Well, as an aside, subtle courses that do well in rankings such as TOC and #2 (yeah yeah, Pete Dye's comment about the 1st green notwithstanding) almost certainly do so because rankers essentially have been conditioned to like it and because in the echo chamber of modern life it is hard for them to think independently much less arrive at an original thought unmolested by the madding cybercrowd.
So perhaps new subtle courses that depend on rankings are screwed -- unless they have something like ocean views, exclusivity or other non-architectural things. Then a different aspect of rankings "saves" them.
All that said, there might be ways to market a subtle course of quality to give it at least a fighting chance, especially if it's a private course. The goal would be to keep both members and opinion makers from making judgments or sharing opinions until they've personally experienced the course across at least, what, 10 rounds? Maybe stuff like this?
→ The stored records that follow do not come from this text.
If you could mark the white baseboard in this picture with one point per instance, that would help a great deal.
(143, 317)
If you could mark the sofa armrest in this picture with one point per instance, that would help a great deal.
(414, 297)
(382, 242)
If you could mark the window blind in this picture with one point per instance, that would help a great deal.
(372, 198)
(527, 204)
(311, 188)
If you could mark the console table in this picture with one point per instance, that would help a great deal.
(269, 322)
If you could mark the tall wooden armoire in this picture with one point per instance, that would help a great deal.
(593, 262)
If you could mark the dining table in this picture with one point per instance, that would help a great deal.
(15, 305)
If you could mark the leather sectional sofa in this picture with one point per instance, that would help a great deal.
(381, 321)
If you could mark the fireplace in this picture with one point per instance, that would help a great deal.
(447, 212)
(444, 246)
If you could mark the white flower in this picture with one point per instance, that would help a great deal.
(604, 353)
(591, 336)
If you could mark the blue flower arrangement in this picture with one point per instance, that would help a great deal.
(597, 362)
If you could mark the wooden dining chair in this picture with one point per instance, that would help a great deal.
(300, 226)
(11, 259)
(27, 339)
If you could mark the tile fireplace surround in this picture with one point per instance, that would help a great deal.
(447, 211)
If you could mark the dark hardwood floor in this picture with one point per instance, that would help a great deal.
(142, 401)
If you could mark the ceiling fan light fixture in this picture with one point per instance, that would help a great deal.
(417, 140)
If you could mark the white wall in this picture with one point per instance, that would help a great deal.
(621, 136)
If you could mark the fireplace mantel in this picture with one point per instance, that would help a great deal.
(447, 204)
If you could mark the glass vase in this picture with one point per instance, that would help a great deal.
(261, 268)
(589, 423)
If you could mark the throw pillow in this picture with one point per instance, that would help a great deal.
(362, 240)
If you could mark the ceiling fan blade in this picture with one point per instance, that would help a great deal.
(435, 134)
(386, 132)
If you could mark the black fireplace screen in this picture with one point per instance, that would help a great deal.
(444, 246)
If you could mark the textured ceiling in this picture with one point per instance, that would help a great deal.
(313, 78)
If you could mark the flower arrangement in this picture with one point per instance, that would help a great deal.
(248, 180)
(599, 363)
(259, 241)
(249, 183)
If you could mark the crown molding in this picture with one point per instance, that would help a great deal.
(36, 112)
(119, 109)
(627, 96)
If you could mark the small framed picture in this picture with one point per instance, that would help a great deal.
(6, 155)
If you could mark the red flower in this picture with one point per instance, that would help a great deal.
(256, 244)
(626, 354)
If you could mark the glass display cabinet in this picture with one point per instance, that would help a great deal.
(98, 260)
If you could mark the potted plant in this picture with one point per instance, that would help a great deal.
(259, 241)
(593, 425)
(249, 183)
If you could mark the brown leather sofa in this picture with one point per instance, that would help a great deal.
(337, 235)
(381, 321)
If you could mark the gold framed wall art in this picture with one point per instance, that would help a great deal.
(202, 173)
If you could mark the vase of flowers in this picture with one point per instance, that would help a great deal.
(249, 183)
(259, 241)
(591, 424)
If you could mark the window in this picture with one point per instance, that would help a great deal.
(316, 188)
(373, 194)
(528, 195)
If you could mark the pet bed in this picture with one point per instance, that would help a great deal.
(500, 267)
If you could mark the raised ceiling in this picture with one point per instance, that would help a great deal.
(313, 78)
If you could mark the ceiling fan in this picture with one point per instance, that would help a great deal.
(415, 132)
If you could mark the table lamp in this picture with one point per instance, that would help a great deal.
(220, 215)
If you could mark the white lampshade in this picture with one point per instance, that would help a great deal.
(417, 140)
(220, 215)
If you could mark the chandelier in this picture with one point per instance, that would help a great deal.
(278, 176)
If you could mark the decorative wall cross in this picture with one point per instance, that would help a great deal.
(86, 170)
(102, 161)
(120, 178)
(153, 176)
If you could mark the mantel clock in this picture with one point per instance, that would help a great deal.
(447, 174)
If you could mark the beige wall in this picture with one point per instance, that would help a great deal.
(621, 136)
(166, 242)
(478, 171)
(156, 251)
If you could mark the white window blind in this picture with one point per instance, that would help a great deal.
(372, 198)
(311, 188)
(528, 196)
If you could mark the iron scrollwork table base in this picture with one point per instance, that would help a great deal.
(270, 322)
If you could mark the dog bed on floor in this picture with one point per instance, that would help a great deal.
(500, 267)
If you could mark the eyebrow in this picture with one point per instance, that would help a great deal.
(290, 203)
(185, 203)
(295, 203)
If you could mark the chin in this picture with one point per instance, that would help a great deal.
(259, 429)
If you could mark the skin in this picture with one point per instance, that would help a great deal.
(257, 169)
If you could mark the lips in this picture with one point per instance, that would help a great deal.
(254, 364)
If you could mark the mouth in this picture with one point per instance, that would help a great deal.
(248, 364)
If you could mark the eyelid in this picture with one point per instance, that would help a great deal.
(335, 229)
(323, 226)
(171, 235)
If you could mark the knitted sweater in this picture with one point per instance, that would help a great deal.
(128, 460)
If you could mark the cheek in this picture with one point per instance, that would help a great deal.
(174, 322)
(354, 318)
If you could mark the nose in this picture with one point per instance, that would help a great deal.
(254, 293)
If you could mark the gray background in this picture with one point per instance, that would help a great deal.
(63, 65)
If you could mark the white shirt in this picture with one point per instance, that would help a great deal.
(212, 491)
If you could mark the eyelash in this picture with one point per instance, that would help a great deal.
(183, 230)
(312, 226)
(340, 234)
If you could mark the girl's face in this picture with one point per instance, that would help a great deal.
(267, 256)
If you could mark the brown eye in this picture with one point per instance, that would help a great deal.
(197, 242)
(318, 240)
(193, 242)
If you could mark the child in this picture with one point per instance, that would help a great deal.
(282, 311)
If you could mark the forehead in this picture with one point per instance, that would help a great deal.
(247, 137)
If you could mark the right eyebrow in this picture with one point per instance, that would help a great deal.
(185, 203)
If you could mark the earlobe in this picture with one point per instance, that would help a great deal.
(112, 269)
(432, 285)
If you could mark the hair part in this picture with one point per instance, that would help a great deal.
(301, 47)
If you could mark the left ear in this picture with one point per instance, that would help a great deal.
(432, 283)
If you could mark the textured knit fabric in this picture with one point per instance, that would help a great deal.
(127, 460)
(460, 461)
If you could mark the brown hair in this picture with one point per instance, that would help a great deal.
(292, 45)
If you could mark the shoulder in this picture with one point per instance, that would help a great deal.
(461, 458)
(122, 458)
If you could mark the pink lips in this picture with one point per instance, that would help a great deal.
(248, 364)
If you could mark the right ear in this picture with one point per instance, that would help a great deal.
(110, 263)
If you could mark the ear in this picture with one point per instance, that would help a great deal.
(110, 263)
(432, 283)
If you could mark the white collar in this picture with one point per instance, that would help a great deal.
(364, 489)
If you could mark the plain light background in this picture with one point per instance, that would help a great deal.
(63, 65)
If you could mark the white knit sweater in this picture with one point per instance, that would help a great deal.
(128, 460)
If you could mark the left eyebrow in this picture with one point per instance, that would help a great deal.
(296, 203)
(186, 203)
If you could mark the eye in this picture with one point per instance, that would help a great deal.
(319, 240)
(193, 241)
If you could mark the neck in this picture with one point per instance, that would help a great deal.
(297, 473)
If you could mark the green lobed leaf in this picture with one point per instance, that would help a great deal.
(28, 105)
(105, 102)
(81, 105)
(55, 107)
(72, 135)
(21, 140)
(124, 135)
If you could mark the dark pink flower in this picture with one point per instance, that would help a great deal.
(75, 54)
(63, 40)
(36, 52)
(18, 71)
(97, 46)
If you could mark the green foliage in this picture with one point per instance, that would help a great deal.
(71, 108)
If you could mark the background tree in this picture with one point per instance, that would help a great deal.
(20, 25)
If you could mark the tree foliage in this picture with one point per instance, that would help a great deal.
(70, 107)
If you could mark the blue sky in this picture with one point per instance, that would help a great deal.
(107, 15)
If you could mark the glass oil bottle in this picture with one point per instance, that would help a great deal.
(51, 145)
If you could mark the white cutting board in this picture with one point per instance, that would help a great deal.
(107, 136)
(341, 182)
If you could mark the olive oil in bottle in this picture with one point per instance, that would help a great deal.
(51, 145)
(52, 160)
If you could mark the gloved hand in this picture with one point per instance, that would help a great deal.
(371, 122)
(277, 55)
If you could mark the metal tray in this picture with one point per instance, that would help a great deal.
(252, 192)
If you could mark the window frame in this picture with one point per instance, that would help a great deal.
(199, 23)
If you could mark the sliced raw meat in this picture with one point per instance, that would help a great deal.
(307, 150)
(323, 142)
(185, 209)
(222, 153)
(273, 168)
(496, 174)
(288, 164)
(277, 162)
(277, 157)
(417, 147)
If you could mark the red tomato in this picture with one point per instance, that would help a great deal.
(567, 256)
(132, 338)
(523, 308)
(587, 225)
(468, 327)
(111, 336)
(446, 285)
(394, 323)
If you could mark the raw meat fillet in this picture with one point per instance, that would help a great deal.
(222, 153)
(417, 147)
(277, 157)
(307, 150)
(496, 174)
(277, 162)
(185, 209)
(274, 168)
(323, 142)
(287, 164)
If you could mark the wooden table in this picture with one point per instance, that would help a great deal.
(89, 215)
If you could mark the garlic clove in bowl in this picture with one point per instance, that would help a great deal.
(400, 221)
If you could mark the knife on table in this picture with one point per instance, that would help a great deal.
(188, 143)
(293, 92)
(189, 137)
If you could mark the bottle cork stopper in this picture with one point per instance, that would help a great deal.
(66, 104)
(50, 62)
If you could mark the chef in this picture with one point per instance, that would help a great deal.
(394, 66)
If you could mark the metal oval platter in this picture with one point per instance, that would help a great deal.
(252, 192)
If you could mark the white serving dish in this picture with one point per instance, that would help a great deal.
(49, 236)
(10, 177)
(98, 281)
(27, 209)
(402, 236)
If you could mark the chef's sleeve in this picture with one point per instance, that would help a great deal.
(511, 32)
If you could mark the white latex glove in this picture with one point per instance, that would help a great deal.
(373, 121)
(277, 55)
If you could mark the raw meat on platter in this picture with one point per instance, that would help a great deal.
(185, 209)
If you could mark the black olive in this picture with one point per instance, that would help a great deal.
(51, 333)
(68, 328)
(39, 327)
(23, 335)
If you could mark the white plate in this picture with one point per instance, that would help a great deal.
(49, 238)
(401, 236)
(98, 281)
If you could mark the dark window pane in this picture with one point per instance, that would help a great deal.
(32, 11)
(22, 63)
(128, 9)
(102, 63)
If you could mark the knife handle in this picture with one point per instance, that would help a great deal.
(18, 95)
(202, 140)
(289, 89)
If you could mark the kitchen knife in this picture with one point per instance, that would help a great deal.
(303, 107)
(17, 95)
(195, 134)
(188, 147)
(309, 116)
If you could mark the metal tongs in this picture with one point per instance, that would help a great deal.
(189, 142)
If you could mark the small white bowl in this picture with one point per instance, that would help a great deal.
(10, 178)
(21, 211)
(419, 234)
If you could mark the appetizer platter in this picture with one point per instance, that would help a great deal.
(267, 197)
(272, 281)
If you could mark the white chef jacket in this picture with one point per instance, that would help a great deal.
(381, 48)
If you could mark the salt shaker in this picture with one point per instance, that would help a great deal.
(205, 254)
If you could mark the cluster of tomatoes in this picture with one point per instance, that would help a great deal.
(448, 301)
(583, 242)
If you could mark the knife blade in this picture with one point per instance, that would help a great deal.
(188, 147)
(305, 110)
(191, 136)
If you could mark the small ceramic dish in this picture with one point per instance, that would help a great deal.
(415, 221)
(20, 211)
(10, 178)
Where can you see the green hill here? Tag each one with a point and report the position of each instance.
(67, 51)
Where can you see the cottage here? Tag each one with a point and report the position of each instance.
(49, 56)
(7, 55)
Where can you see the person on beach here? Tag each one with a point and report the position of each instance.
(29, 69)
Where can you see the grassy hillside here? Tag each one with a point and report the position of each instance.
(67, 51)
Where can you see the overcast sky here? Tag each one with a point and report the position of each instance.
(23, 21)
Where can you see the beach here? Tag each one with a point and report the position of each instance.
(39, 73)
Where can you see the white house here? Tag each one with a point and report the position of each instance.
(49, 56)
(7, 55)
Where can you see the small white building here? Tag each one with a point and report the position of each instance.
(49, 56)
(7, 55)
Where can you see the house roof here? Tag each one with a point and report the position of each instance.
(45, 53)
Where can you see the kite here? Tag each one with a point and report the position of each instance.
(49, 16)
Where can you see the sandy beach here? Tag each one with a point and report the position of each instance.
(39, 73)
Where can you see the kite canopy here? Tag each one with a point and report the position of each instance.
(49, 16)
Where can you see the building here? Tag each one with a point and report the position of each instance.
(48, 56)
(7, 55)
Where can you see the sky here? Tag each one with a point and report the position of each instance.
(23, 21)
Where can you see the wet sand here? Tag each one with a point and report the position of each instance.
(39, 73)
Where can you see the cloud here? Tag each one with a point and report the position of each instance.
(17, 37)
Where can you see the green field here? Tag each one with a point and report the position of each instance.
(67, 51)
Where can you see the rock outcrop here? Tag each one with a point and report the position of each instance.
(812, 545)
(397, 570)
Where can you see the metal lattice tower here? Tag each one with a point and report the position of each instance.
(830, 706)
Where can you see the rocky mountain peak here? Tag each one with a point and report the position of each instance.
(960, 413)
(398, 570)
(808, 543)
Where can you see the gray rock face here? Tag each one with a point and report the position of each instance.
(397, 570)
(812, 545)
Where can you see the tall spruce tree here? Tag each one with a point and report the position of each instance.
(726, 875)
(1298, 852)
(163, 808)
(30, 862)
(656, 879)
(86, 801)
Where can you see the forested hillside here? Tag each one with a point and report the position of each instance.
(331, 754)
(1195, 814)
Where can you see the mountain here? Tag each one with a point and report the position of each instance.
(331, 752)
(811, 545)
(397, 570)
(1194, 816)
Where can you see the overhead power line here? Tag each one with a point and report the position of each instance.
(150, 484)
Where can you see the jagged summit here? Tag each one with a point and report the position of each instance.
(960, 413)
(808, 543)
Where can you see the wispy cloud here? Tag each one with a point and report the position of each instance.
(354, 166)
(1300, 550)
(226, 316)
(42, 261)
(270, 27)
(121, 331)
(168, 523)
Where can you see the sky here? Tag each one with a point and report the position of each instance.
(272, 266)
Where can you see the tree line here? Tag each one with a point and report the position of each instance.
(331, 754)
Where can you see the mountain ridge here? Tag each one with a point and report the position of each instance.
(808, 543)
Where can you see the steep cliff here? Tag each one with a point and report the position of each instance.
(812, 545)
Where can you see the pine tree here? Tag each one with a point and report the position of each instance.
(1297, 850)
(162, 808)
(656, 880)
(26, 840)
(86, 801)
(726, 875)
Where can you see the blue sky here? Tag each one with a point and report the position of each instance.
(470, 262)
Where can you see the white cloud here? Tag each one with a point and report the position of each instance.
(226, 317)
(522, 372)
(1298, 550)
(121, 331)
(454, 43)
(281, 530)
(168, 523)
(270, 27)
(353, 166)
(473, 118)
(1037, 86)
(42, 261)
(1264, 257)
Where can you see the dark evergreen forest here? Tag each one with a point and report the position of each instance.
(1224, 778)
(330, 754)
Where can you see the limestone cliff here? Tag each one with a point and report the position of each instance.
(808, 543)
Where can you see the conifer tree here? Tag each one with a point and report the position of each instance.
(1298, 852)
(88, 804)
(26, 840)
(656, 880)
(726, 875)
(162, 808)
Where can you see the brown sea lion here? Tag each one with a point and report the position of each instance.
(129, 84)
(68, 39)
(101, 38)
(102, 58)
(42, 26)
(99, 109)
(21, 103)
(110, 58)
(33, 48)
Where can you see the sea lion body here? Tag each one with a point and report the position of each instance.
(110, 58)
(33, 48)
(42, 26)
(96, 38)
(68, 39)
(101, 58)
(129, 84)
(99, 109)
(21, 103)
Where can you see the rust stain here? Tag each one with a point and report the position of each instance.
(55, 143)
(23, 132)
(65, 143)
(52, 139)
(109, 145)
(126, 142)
Opinion makers: be very restrictive (in the initial years at least)
1) Ban / discourage rankers -- or maybe just require them to play a minimum of 5 rounds on any visit
2) Ban / discourage rankings -- call up the magazines
3) Restrict photo taking by anyone as much as possible
4) Don't invite magazines to profile the course
Real people: be very open
4) Actually train founding members and staff in the architecture of the course, for example walk the course with the architect
5) Offer 10-round "exploding" memberships (must play 10 rounds within a given amount of time -- idea is to get enough rounds under their belts before opinions from elsewhere start leaking into their brains)
6) The marketing is the method -- share details of construction, use media in creative ways to share "the making of" type info
7) heck, maybe even create a video game for limited distribution
The goal basically is to give real people enough time to come to an honest assessment -- to experience the good thoroughly enough to really appreciate its quality. No, not easy. But could it be any worse than the current approach? Seems to me it's either doing stuff like this or just giving up entirely on minimalism -- assuming you believe rankings drive the bus.